Get serious! He said it was a 32-byte HEX file, not a 80-byte ASCII file.
Where were you during the lessons about bits and bytes?

/Basic

anthony@convex.csd.uwm.edu (Anthony J Stieber) (03/25/91)

In article <1991Mar24.152106.6333@pegasus.com> shaw@pegasus.com (Sandy Shaw) writes:
>I am trying to get the maximum compression possible of the following
>32 byte hex file(in ASC): 
>
>f3e9 ec5c 8bec ecdb ece9 ec12 ec3f ecec
>0cbb 8bec 5cdb ecdb 5c9c bbec 8bdb 9cec
>

First do some simple analysis of the data.  There are 32 bytes, of
these there are 11 unique bytes.  Replace each data byte with a 4 bit
pointer to one of the 11 bytes.  Now instead of 256 (32*8) bits
uncompressed data, or 200 (25) Hufmann compressed bits, there are 216
(11*8+32*4) bits, which isn't as good.  Now take the table and compute
the differences between the 11 bytes, starting with zero.  There are 11
differences, each difference is less than 64 so they can be stored as 6
bit values. Thus the table can be compressed from 88 (11*8) bits down
to 66 (11*6).  Total bits is 194 (128+66).

This compression is of course totally dependant on the distribution of
the data, and is probably worthless in real life situations.
Interestingly enough there are 11 unique bytes and 11 unique nybbles.
As it happens even if there were only 4 unique nybbles that would still
take 128 (64*2) bits to encode.  Thus a nybble table would not
generally be more efficient.

However, what's the point?  The code to do any sort of uncompression like
this is going to be much bigger than the data.  What are you actually
trying to do?
--
<-:(= Anthony Stieber	anthony@csd4.csd.uwm.edu   uwm!uwmcsd4!anthony

warwick@cs.uq.oz.au (Warwick Allison) (03/25/91)

In <1991Mar25.002730.11027@cs.umu.se> dvldbg@cs.umu.se (Daniel Brahneborg) writes:

>>  Well, if it is a HEX file, why don't you try to compress it by taking two
>>bytes and putting them into one byte (range 0-255)?
>>
>Get serious! He said it was a 32-byte HEX file, not a 80-byte ASCII file.
>Where were you during the lessons about bits and bytes?

click.

click.

click.  WOOOOOOOOMPH.
Flame on.

Gee, this group is off to a good start.

What make the term "hex file" mean "binary file" ?  A "hex file" isn't anything
`defined in the literature'.  I think the respondant was more likely to be right
in interpretting the stupid question in a way which is at least slightly worth
answering.  Personally, I just saw the question and brushed it off.  Whoever
posted the question did not understand what they were asking, so it's no use
responding via news.  e-mail them and explain that the question is a pile of
poop.  As it turned out, we have prompted quite some discussion, and I guess
we have established ground level information.

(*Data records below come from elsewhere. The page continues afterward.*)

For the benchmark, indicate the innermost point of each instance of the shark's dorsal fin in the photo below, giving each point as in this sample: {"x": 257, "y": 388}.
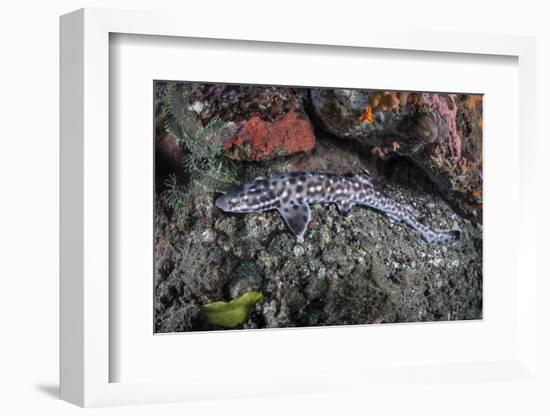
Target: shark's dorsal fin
{"x": 345, "y": 206}
{"x": 297, "y": 217}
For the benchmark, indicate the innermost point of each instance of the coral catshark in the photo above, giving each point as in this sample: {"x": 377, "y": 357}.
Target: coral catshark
{"x": 293, "y": 193}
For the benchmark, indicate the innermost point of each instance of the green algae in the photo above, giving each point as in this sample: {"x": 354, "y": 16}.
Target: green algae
{"x": 234, "y": 313}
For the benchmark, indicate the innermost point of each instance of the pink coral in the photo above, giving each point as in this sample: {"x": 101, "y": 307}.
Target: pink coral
{"x": 447, "y": 108}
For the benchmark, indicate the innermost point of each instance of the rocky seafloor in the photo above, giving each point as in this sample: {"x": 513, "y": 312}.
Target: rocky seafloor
{"x": 357, "y": 269}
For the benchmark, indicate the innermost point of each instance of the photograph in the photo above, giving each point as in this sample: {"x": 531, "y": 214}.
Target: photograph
{"x": 292, "y": 206}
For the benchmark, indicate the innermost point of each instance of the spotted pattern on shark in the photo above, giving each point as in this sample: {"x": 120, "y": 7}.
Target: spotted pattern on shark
{"x": 293, "y": 193}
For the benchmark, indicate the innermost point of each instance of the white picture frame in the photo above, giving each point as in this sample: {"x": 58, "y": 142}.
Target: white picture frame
{"x": 85, "y": 165}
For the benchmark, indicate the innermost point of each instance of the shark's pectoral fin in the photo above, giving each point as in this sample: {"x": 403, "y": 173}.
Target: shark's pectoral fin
{"x": 345, "y": 207}
{"x": 297, "y": 217}
{"x": 393, "y": 217}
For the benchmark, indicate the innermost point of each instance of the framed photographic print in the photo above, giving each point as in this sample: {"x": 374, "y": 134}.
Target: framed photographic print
{"x": 277, "y": 213}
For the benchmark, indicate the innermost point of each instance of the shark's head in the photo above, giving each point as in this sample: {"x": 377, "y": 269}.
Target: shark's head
{"x": 241, "y": 199}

Anyway, I'm off to ask a real question...

FFFFFFFFFFfffffffffizzzzzzzssss s   ss s... POP!
Flame off.

Warwick.

--
  _--_|\   	warwick@cs.uq.oz.au
 /      *  <--	Computer Science Department,
 \_.--._/ 	University of Queensland,
       v    	AUSTRALIA.

gwyn@smoke.brl.mil (Doug Gwyn) (03/25/91)

In article <1991Mar24.152106.6333@pegasus.com> shaw@pegasus.com (Sandy Shaw) writes:
>I am trying to get the maximum compression possible of the following
>32 byte hex file(in ASC): 

Something I don't understand here -- surely it takes ZERO bits to represent
a sequence that you already know in advance?

philip@beeblebrox.dle.dg.com (Philip Gladstone) (03/26/91)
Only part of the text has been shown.